As a divorced woman who is dating again, it didn’t take me long to realize things have changed in the last two decades since I was out there. You don’t have to “go to” the movies anymore, you get to know people on text before you get to know them in real life, and no one has pubic hair. Most importantly, though, when you’re a mom who’s dating, you don’t get a whole Saturday to relaxedly primp and get all shiny for a date.
I love my three kids dearly, but they can be a bit of a roadblock in this area. Gone is the luxurious afternoon of self-care; it’s now more like a three ring circus where I have to plot and plan just to grab a half hour to get ready. If I’m lucky. More often than not it looks like this…
6:30… First things first, I have to make sure my three kids are busy. I keep them away from me by bribing them with video games, throwing down their favorite bag of chips, and explaining to them that they should please only bother me if a stranger comes to the door or they are bleeding. Once they’re settled on the sofa, engrossed in their iPads, my half hour is already down to 19 minutes.
6:41… The clock is ticking and I have to make an honest assessment. There’s no way a shower can happen. I want one, I need one, but sponging off my pits and lady parts and applying some dry shampoo is all I can squeeze in. If I really comb my hair out enough, it might pass for a real wet wash. Sure, I may not be able to breathe thanks to the aerosol fumes, but it will appear as if I have clean hair and that’s all that matters now.
6:42… The makeup I applied this morning is still somewhat present which is good because there’s no time to wash my face and do it over. I throw another layer on top of the current one even though my skin will hate me for it tomorrow. I swipe on another layer of mascara, dab my under-eye area with concealer, and that’ll have to do. I know there is a lip gloss rolling around in my car somewhere. I’ll look fresh as a daisy.
6:47… As I bend over to flip my hair I spot the stubble sprouting out of my legs. Gross. But I figure don’t really need to shave because it’s not like I’m getting naked tonight. In fact, I shouldn’t shave; everyone knows hairy legs are the best deterrent in case I want to get naked — and I don’t get naked on a first date. Although, it has been a while since I’ve had sexy time. I maybe should get naked. I do a quick shave over the sink like a classy lady, working as fast as humanly possible without shaving off my actual skin.
6:53… My shaved legs make me feel like a dangerous woman and I decide I should rock a matching bra and underwear. I search and am reminded that it’s been years since I’ve owned that. What I do have are some matchbox cars nestled in my underwear drawer.

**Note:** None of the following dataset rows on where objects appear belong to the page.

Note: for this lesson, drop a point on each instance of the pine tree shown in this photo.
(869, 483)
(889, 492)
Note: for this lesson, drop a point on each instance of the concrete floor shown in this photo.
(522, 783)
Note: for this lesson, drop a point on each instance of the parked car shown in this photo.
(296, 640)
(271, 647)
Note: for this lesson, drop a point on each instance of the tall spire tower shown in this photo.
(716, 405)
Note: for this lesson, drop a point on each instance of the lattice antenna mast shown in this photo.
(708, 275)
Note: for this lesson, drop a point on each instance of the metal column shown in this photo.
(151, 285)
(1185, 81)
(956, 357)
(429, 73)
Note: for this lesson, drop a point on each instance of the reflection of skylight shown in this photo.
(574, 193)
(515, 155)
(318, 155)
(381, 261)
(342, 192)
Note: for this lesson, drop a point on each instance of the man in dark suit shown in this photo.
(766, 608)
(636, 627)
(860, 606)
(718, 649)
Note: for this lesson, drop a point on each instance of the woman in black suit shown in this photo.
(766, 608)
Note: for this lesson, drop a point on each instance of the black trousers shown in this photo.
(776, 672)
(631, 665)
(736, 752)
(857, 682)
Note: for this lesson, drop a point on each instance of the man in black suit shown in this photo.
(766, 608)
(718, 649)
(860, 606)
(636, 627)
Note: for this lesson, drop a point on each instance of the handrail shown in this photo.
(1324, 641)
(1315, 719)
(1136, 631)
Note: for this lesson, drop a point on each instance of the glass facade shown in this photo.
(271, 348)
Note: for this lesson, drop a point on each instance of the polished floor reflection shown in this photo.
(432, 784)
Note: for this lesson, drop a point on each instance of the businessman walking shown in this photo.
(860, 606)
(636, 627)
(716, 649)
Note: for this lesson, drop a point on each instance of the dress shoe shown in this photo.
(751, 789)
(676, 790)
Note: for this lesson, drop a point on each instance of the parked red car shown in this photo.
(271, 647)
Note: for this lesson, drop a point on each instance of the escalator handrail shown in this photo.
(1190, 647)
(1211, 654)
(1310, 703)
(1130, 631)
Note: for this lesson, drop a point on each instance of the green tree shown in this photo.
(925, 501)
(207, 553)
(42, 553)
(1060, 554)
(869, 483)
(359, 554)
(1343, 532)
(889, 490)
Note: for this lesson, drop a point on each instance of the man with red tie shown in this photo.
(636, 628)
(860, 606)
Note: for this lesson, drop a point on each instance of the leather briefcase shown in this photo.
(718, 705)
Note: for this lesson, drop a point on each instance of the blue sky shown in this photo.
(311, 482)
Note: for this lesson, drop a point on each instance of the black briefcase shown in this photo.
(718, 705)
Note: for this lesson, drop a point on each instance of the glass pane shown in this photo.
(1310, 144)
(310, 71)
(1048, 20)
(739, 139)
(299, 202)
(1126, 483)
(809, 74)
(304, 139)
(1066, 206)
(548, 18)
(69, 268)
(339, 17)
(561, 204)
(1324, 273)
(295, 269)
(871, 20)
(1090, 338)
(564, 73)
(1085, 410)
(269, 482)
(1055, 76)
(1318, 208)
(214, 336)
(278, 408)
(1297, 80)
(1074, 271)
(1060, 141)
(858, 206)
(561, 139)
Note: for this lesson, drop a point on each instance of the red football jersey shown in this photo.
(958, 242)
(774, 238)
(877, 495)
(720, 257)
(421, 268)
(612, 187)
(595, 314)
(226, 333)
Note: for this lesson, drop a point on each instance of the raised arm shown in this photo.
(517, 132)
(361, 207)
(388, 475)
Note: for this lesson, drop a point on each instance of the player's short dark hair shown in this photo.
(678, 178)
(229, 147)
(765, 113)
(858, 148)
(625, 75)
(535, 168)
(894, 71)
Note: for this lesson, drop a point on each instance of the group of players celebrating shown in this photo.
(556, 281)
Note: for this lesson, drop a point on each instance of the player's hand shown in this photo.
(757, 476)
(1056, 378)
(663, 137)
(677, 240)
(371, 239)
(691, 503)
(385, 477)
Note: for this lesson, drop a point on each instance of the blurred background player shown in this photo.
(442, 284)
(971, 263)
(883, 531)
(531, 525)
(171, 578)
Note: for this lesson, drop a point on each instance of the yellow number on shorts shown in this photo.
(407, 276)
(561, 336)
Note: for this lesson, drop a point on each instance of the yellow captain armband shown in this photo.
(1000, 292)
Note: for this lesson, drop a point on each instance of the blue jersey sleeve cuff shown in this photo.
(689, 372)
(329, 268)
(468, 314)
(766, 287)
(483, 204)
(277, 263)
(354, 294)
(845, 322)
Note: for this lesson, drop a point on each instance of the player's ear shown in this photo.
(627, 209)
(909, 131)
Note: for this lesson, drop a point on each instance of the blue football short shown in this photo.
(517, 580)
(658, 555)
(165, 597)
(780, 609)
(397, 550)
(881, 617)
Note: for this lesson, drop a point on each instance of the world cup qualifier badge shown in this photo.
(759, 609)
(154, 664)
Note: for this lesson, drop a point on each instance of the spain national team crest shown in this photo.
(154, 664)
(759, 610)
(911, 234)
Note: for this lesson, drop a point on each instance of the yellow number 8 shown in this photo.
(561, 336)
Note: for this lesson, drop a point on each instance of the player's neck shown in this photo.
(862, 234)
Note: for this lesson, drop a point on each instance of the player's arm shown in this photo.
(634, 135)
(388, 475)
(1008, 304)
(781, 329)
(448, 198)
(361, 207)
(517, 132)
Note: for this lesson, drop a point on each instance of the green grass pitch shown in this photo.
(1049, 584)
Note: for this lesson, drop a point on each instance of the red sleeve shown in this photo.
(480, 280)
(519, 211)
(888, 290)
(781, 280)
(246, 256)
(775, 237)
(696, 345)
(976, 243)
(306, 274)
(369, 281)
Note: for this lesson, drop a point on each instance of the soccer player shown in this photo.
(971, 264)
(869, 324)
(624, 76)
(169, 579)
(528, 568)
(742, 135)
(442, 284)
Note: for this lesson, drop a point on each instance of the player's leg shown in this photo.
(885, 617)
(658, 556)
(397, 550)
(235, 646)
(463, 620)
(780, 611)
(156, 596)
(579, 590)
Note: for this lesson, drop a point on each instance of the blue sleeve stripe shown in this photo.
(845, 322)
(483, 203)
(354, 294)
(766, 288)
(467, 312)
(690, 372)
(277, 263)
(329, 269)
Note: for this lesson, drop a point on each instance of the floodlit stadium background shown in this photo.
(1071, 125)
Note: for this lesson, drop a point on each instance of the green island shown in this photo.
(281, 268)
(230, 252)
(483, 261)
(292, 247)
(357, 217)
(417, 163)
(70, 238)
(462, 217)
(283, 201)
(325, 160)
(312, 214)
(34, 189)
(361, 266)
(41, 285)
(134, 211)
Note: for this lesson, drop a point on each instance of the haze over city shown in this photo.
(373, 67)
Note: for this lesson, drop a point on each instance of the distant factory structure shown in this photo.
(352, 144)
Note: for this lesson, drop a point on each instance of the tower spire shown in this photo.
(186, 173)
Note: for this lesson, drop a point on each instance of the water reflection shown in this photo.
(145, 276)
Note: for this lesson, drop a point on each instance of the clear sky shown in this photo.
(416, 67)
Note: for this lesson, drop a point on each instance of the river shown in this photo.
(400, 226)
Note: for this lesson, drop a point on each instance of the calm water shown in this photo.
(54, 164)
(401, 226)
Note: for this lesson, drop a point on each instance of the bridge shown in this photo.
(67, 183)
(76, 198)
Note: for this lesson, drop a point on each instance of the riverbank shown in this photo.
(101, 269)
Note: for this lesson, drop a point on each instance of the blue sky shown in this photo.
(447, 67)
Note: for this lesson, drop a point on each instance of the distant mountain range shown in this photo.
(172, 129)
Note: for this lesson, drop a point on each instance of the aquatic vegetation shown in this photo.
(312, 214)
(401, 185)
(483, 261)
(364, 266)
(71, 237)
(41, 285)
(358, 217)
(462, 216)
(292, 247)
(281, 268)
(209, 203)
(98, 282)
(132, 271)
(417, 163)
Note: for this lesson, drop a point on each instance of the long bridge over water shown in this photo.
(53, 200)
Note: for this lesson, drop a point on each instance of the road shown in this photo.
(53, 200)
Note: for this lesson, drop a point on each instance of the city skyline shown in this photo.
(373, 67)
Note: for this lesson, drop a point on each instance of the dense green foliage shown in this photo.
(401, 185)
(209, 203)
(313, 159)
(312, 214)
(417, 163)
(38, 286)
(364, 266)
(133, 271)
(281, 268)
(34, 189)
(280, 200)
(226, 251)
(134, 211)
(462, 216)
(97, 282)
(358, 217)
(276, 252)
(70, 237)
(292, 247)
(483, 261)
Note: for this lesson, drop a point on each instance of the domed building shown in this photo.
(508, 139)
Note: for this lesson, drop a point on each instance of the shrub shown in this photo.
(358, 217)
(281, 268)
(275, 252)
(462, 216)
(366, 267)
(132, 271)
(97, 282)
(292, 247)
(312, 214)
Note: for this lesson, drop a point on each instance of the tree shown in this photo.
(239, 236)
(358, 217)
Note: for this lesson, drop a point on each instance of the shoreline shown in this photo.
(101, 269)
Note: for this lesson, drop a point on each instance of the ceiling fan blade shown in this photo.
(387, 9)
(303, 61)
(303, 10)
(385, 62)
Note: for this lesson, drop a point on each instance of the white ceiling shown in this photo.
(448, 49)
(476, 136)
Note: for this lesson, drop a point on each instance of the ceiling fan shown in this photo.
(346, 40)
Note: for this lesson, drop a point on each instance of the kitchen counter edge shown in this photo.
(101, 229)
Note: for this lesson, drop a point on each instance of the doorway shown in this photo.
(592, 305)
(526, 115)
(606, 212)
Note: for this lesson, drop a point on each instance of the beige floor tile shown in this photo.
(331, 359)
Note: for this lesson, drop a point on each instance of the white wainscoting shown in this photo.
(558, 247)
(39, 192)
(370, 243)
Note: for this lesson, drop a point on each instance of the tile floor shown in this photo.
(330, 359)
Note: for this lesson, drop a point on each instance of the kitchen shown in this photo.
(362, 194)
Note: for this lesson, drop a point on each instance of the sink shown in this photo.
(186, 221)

6:56… I pull out my favorite button-down shirt which is not too dressy but not too casual. I unbutton the third button only to button it again, then decide to leave it unbuttoned because my cleavage is still on point and maybe this will distract from my tired eyes. My daughter walks in to ask me where her favorite crackers are because she needs to have them on the way to her father’s house.
6:59… Crackers have been located and the kids and their overnight bags are in their dad’s car and ready to go. I blow them kisses as they ride off with him and his girlfriend. How did I get here? But I can’t dwell on that right now. Inside, I look down to make sure there isn’t peanut butter smeared across my cleavage-bearing shirt (there’s not) and that my shoes are matching (they are).
7:00… I’m on my way to meet this stranger with whom I stayed up very late chatting the night before. I remind myself it’s done. I’ve done all I can do, my kids are safe, I’ve remembered my purse and where we are meeting, and I’m going to be on time. There’s no way something has grown in between my teeth since I last looked in the mirror, but I check one last time.
7:15… I pull into the parking lot, take a breath, apply lip gloss (I found it, yes), pinch my cheeks, and let the butterflies dance in my stomach while silently repeating my mantra, “This is me. If he doesn’t like it, screw him.” Whatever happens, I always land on my feet — and I’ll believe that for real especially after that glass of wine.